Maroc - «si la jeunesse pense qu'elle est écartée, elle doit se battre », dixit Ibrahima Konaté, conseiller du chef de l'Etat

Le rôle et la place de la jeunesse africaine dans un continent en pleine mutation était au cœur du débat dans le Royaume chérifien au Maroc. C'était dans l'une des prestigieuses universités à SETTAT, du 17 au 20 avril 2019. Cette rencontre de trois jours, a permis aux étudiants d'aborder les questions liées à la jeunesse africaine avec les représentants du Chef de l'Etat guinéen, le professeur Alpha Condé, Ibrahima Konaté et Souleymane Kéita présent à ce forum.

Selon les organisateurs, l'objectif de la 22ème édition de ce forum est de faire comprendre à la jeunesse africaine ce qu'elle doit apporter comme pierre angulaire à l'édification de notre continent. Surtout l'implication de la jeunesse dans les instances de prise de décision.

Dans son intervention, le représentant du chef de l'Etat prof Alpha Condé, le conseiller à la présidence, Ibrahima Konaté, a tout d'abord appelé la jeunesse africaine à une prise de conscience.

«Il est important aujourd'hui d'attirer l'attention de la jeunesse sur un fait qui consiste aujourd'hui l'un des problèmes les plus sérieux de l'Afrique. Quand on termine des études, chacun veut qu'il soit employé par le gouvernement. Aujourd'hui, les différents gouvernements ne sont plus en mesure d'employer ce nombre.

C'est pourquoi, il est important de mettre un accent particulier sur l'esprit d'entrepreneuriat. Mais à ce niveau, il est important parce que si les jeunes créent des projets, il va falloir que nous les accompagnions. ils ont besoin des mesures d'accompagnement. Et, c'est là où le gouvernement doit intervenir pour leur permettre d'accéder aux financements pour pouvoir faire face à leurs projets et qu'on se dépasse de ce complexe de supériorité », souligne-t-il.

Sur la question de la migration, le jeune conseiller apporte une idée claire là-dessus. « Vous savez aller à la recherche du savoir partout dans le monde est normal. C'est là où j'ai parlé de la prise de conscience, aller étudier ailleurs n'est pas un problème même si vous prenez dans les temps immémoriaux les gens se déplaçaient des kilomètres et des kilomètres pour aller chercher le savoir. Mais après, il faut revenir pour servir son pays ».

D'enchérir les mêmes propos, le conseiller Ibrahima Konaté, ajoute ceci : «Regarder dans beaucoup de pays africains, le genre n'était respecté en terme d'éducation, ni en terme de poste à occuper dans les pays. Les femmes n'occupaient presque pas de postes de prise de décision, mais elles se sont battues, elles ont dénoncée. Aujourd'hui, si vous prenez mon pays que je connais, il y'a beaucoup de femmes qui sont dans les instances de prise de décision en Guinée. Et, dans beaucoup de pays en Afrique, aujourd'hui elles occupent une place importante dans la société », dit-il.

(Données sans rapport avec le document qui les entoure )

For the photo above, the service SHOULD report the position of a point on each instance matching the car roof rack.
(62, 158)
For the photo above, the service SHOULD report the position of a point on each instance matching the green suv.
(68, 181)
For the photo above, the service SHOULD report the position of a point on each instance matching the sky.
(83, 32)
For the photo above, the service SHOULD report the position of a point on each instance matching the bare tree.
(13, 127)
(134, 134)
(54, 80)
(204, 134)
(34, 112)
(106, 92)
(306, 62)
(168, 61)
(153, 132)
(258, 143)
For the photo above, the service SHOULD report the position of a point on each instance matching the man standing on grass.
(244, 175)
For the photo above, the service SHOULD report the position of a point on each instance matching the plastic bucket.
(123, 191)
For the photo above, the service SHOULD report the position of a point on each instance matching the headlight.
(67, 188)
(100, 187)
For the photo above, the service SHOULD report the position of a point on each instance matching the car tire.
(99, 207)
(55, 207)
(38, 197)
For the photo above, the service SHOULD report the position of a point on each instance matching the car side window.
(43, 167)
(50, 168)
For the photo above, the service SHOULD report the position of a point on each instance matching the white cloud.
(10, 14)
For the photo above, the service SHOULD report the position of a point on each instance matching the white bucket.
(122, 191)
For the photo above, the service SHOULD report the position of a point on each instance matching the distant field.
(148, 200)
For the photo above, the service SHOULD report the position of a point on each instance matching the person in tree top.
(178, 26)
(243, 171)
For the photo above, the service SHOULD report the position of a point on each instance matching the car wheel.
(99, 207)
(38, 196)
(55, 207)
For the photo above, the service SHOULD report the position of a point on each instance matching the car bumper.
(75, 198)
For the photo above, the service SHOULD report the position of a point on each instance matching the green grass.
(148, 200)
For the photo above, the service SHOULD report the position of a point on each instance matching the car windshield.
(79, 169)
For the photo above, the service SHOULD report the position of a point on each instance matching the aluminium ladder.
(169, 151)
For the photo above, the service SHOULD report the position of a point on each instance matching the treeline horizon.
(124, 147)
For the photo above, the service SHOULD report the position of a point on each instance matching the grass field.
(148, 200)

Avant de terminer son intervention, il a interpelé les jeunes à redoubler d'effort en vue de faire face aux problèmes du continent : « Si la jeunesse pense qu'elle est écartée, elle doit se battre pour son avenir. Et quand on se bat, on obtient ce qu'on veut obtenir. Mais quand nous-mêmes, nous croisons les bras et nous restons indifférents face aux problèmes auxquels notre continent est victime, alors un jour ces mêmes problèmes finiront par nous rattraper. Il faut une prise de conscience et attacher nos ceintures », a conclu le conférencier, Ibrahima Konaté.

Il faut noter que ce forum a pris fin par un tonnerre d'applaudissement envers le jeune conférencier, dont le public s'est fortement réjoui de la qualité des débats, mais aussi son éloquence. C'est comme pour dire que nos jeunes ont du talent qui, très malheureusement, sont relégués au second rang.